Short short version: The long-debated new pharmacy on Ford Parkway will go ahead, and has been approved by the St. Paul Planning Commission. They have forced the Walgreens Corp. to add a two buildings (a one-story and a two-story) on the site, and to include an "outdoor plaza" and a fountain on the corner of Ford and Finn.

Title: City to study potential for parks on Ford site
Author: Jane McClure

Short short version: The St Paul City Council will reroute funds intended for struggling neighborhoods to study putting parkland at the site of the current Ford Plan along the river in Highland Park.

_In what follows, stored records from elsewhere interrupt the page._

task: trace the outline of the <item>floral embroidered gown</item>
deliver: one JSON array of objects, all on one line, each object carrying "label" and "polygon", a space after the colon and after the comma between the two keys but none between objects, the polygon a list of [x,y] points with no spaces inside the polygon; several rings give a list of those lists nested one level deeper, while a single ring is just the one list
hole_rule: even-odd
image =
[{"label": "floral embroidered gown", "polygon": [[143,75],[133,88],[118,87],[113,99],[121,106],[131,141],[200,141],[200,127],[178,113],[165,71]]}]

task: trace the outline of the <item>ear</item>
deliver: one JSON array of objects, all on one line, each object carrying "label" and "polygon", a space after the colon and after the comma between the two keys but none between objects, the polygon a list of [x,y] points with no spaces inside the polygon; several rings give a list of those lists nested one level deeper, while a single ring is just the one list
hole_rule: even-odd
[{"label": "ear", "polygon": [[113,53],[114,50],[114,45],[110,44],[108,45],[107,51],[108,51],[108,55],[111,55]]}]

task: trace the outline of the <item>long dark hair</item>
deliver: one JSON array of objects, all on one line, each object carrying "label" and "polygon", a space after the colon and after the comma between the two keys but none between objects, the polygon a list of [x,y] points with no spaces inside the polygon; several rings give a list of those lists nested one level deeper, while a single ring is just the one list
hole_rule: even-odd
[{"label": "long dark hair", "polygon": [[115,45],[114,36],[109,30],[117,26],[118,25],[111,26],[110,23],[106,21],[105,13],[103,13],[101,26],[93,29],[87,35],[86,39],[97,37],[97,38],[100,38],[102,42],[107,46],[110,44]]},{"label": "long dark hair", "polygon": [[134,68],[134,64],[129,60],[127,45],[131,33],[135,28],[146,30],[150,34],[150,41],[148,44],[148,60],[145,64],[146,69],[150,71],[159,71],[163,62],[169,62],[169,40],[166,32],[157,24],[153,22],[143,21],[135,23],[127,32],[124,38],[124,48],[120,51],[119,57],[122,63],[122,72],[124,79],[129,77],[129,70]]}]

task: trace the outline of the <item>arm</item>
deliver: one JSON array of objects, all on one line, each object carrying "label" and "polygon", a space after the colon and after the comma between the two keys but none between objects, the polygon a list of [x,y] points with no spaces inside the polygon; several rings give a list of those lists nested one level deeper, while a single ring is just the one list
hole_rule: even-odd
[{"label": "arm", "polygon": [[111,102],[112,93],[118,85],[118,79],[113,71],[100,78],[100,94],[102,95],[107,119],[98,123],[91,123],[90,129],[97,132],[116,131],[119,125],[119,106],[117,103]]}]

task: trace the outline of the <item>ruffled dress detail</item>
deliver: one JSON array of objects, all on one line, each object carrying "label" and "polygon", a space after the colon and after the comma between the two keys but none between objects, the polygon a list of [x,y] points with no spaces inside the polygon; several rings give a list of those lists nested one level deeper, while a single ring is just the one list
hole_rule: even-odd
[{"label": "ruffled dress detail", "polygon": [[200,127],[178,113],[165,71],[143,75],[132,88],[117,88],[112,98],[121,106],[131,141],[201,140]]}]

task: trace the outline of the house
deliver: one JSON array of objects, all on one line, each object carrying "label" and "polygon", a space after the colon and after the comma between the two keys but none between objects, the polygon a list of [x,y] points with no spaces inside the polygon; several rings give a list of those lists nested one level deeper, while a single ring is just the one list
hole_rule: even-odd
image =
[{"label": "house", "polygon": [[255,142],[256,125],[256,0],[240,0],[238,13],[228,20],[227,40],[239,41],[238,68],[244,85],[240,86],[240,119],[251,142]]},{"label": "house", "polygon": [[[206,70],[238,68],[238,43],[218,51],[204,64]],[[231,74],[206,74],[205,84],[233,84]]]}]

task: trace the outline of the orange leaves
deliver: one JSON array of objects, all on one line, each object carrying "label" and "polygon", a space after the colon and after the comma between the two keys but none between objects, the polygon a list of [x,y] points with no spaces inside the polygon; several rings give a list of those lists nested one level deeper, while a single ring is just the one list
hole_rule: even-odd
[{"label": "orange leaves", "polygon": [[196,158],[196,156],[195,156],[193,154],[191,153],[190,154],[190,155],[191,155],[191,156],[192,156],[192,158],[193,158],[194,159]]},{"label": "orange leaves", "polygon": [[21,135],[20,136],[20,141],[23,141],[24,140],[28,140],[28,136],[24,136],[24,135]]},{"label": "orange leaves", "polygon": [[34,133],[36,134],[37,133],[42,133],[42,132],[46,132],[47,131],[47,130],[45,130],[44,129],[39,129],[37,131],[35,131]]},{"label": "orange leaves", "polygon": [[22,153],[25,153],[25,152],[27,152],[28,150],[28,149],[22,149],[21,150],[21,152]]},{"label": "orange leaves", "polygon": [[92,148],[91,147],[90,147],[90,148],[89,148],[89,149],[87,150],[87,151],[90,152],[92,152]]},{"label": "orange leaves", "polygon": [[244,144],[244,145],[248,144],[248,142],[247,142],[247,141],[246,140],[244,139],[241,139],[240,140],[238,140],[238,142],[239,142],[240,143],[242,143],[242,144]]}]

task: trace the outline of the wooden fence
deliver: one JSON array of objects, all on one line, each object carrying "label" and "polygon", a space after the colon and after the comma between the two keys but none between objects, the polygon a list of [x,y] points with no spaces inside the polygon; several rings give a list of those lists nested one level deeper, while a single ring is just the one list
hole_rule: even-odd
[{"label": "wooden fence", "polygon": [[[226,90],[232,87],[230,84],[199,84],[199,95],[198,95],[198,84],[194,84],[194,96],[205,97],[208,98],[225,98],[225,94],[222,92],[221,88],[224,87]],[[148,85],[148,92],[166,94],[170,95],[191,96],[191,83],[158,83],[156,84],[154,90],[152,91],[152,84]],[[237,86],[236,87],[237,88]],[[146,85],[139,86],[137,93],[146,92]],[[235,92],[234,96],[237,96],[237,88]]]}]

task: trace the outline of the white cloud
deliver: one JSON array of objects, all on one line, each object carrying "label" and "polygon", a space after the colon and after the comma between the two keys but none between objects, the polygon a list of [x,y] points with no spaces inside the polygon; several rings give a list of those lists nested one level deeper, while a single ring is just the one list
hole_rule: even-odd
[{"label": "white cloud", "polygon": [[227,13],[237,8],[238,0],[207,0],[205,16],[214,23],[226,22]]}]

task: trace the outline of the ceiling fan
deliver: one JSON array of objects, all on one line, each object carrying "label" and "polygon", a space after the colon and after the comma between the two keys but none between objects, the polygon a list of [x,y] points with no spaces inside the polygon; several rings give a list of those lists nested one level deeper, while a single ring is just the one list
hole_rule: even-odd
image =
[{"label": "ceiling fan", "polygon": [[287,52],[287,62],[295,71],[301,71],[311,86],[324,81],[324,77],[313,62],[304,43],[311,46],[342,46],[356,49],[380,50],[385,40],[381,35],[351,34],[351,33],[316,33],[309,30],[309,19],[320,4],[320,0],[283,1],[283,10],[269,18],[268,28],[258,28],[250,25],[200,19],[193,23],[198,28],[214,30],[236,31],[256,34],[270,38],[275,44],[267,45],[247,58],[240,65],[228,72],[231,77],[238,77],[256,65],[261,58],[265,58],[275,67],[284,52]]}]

Title: $1 million plan for Jefferson Ave. bike boulevard pedals onward
Author: Jane McClure

Short short version: The City Council finally voted to accept the $750K federal grant to put a bike boulevard along Jefferson Avenue in Highland Park. They did it despite the protests of Highland Park City Council member Pat Harris, who "believes the improvements would work better on another street, though he did not specify which one". Also, he is "concerned about a traffic diverter that will be installed on Cleveland Avenue".


Title: St. Paul adopts plan to enhance walking bicycling in Central Corridor
Author: Jane McClure

Short short version: The St. Paul City Council adopted a plan which will allow them to apply for grants to build bike and pedestrian amenities along the Central Corridor route (both on University Avenue, and in the neighborhoods nearby). The article includes some comments by cyclists who are concerned that University Avenue will no longer be a bike route, and that "moving bicycles onto Charles Avenue" won't work because its not a through street.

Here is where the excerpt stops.